S. 697 also establishes a troubling new “safe” list of “low priority” chemicals that EPA deems “likely to meet” the safety standard. Similar “safe lists” have been attacked for allowing dangerous chemicals into our food.10 But unlike similar “safe” lists for food chemicals, the “low priority” list envisioned by S. 697 would not be subject to judicial review.
Finally, S. 697 proposes a radical new version of preemption that restricts state efforts by: 1, preempting state action on any chemical designated as “high priority” by EPA; 2, blocking state co-enforcement of EPA rules; 3, limiting regulation under state environmental and public health statutes; and 4, eviscerating a state’s ability to set more protective standards than EPA’s. Though states could still regulate some chemicals, they would be required to notify EPA of their intention to do so.
States have been the only cops on the beat in recent decades. Since Corrosion Proof Fittings, the Fifth Circuit opinion that prevented EPA from banning asbestos, 33 states have acted to protect us from dangerous substances, including lead, cadmium, mercury, formaldehyde and phthalates. Many states have created programs to review and regulate chemicals and many more are currently considering legislation to do so.

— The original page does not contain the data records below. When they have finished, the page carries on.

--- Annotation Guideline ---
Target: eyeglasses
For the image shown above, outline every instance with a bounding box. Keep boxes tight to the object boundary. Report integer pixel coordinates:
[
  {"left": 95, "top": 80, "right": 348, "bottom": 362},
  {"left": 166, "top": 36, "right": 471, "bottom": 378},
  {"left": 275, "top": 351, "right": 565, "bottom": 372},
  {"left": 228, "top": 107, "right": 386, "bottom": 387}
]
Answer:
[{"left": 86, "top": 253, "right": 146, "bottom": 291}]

The expertise, capacity and regulatory commitment of the states should be leveraged to complement EPA, as they have throughout the history of federal environmental law, not stymied or extinguished.
Under S. 697, however, states would be blocked from regulating a chemical once EPA begins to study a “high priority” chemical, not when EPA actually implements a rule restricting a chemical, as current law provides and is typically the case for regulatory action. This radical new version of preemption would not only rob the states of the ability to complement EPA action on chemicals but would also set a dangerous new precedent that could affect laws related to everything from environmental protection to worker safety. It must be rejected.
Thank you for opportunity to testify. EWG strongly oppose S. 697 and urges this Committee to support real reform of our broken chemical safety laws.